No sé qué decir del oro, pero en lo que hace al dinero, digo que se trata del valor espiritual por excelencia. Que un papel impreso, de unos pocos gramos, pueda cambiarse por artefactos industriales que pesan muchos kilos; que pueda canjearse por alimentos que portan cantidades ingentes de energía, expresada en kilocalorías, y que permiten mantener con vida a bastante gente durante bastantes días; que consiga sobornar a un guardián; alquilar durante unas horas un cuerpo humano, o comprar las obras completas de don Marcial Lafuente encuadernadas en imitación cuero, a fin de solazarse en su lectura una tarde de lluvia mientras se bebe té con leche y galletitas danesas. Que pueda hacerse cualquiera de estas cosas con un billete de pocos gramos de peso, dependiendo de la cifra que lleva impresa, pues a mí me parece un milagro absoluto.

El dinero no sólo es un bien espiritual: la narración del dinero es una forma de religión. Acaso la única religión sin ateos en la tierra, a pesar de que algunos digan que ésa es la madre. Es religión en cuanto que para existir requiere de la fe de los fieles: un valor monetario deja de serlo, para convertirse en mero papel impreso, en el instante en que la feligresía que lo sostiene deja de creer en él. Ese es el momento de las corridas bancarias y las bancarrotas en cadena.

Dinero como religión: una de las explicaciones sobre la etimología de la palabra “religión” la refiere al filósofo cristiano Lucio Cecilio Firminiano Lactancio, que vivió entre el tercero y el cuarto siglo de la era común. Lactancio sostenía que religión proviene de religare, es decir, vincular nuevamente. Hay otras acepciones, pero ésa es la que más me convence y es la que me hace relacionar el término con el culto al dinero, gran vinculador de valores materiales y de personas (matrimonios, amistades, asociaciones varias). En cualquier caso, hoy ha dejado de ser original la aseveración de que el dinero es una religión que instaura sus propias iglesias en forma de Bancos centrales y empresas bancarias privadas; con sus sucursales, que hacen de parroquias; sus curas párrocos, que serían los gerentes de sucursal, los cuales en numerosas ocasiones ejercen como confesores, que es lo que sucede cuando proporcionamos información de nuestros bienes y finanzas para conseguir crédito.

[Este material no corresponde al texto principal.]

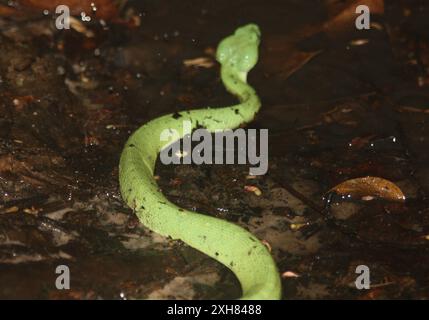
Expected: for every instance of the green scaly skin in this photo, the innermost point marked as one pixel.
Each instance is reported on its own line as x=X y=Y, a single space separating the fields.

Con el auge del “dinero electrónico” da la impresión de que el papel moneda ha perdido protagonismo, pero cualquiera que sea el formato del dinero, jamás podrá negársele su valor como alegoría funcional: ¡Gran invento! En todo caso, creo discutible que se le pueda negar su dimensión artística. El dinero, sin duda, es una narración. Una ficción operativa cuando cumple con los requisitos de verosimilitud exigibles a toda ficción. En caso contrario, se convierte en una ficción inverosímil: sólo celulosa impresa.

Dinero, ¡bendito seas! ¡Líbranos de la pobreza! ¡No nos perdones nuestras deudas, pero tampoco perdones a nuestros deudores!